A bank whose domain ID was used to send a fraudulent mail was Thursday directed to pay over Rs 20 lakh to a company that had lost the amount in cyber fraud. The order is likely to come as a relief to victims of phishing emails who have lost money for failing to spot typographical changes in email addresses.
On Thursday, Principal Secretary (information technology) SVR Srinivas directed the IndusInd Bank to pay Rs 20.55 lakh to Prothious Engineering Services. The company’s Andheri-Kurla Road office, which holds a current account with the bank, had on January 9, 2014, received an e-mail from “firstname.lastname@example.org” claiming that the bank was updating their database and needed several details from the company including their current account number, mobile phone number linked to the account among other things.
The company reportedly had failed to spot the typographical error in the mail address — exclusive spelt with an extra ‘e’ — and reverted with the relevant details.
A few days later, the company reportedly received a call from the bank saying one of their cheques for over Rs 13 lakh had been refused due to insufficient funds. The company had then expressed surprise as they had enough funds in the current account. When the company contacted the bank, they found there had been some fraudulent withdrawals from their account.
The company then approached Amboli police, where an FIR was registered against unidentified persons.
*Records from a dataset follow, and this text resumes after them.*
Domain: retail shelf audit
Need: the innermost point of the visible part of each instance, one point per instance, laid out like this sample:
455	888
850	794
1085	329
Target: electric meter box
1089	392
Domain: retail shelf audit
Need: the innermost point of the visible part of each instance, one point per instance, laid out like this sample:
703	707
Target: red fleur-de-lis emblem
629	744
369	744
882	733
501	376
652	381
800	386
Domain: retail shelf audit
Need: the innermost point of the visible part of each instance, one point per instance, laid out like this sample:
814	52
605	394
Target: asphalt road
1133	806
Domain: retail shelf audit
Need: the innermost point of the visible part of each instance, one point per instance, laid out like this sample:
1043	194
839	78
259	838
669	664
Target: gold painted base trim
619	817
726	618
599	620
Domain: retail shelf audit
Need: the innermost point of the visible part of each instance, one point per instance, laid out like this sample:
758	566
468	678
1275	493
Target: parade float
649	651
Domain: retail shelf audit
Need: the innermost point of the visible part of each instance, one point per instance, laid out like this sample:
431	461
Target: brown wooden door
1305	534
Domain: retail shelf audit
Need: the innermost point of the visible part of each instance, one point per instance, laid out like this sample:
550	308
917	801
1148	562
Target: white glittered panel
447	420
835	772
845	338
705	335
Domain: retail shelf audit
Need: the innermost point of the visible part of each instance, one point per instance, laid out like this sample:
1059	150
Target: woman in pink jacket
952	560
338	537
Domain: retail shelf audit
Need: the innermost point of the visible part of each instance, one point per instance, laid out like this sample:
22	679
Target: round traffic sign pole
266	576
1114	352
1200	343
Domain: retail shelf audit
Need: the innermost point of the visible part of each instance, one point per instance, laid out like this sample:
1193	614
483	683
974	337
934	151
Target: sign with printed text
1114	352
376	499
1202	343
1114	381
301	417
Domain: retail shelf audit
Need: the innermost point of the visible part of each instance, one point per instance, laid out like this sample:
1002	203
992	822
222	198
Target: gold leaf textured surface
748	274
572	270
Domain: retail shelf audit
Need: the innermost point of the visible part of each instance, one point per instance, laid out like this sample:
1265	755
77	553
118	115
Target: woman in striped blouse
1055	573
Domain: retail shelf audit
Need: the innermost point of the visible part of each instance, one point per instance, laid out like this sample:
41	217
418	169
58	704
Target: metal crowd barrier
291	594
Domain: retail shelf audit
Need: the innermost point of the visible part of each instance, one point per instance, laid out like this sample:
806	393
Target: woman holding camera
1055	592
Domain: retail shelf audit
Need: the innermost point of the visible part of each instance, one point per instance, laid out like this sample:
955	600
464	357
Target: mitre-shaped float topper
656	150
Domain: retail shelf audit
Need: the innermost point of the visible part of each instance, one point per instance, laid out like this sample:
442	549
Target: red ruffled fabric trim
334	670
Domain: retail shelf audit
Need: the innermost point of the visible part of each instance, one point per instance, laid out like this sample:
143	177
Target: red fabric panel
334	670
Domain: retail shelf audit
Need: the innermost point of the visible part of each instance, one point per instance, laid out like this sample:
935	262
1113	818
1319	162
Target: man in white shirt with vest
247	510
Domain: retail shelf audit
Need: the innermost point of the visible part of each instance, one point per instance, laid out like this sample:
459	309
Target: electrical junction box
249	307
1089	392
The company had also approached Srinivas, the adjudicating officer, against the bank seeking the Rs 20,55,000 in addition to other costs.
The bank told the adjudicating officer that the account details of the company had been shared by the company’s employees with the fraudsters and hence the bank was in no way responsible for the losses suffered by the company. The adjudicating officer, however, observed that the fraudulent e-mail that was sent to the company was in the domain name of the IndusInd bank (email@example.com).
“This indicates that either the phishing mail originated from the respondent bank or there was a security lapse in the respondent’s IT system, including its mail servers… (The) complainant was tricked by the use of the domain name of the…bank… the bank cannot be relieved of its responsibility simply contending that the complainant was remiss to ignore the spelling error in the word ‘exclusivee’,” the order issued by the adjudicating officer states.
The order further states money from the complainant’s account was fraudulently transferred to an account in IndusInd bank itself. “…there was an express obligation on the respondent bank to furnish the KYC records of the impugned accounts on record. In the absence of presentation of any KYC documents for the impugned account, it can be concluded that the bank is in breach of security policies,” it said.
Following this, the order observed that a compensation of Rs 20.55 lakh should be paid by the bank to the complainant within one month.
Advocate Prashant Mali, the cyber lawyer for the company, said Rs 20.55 lakh compensation is the result of a fight that started in 2014. “I would have been happier if we were paid the interest and damages or at least the legal expenses incurred,” Mali said.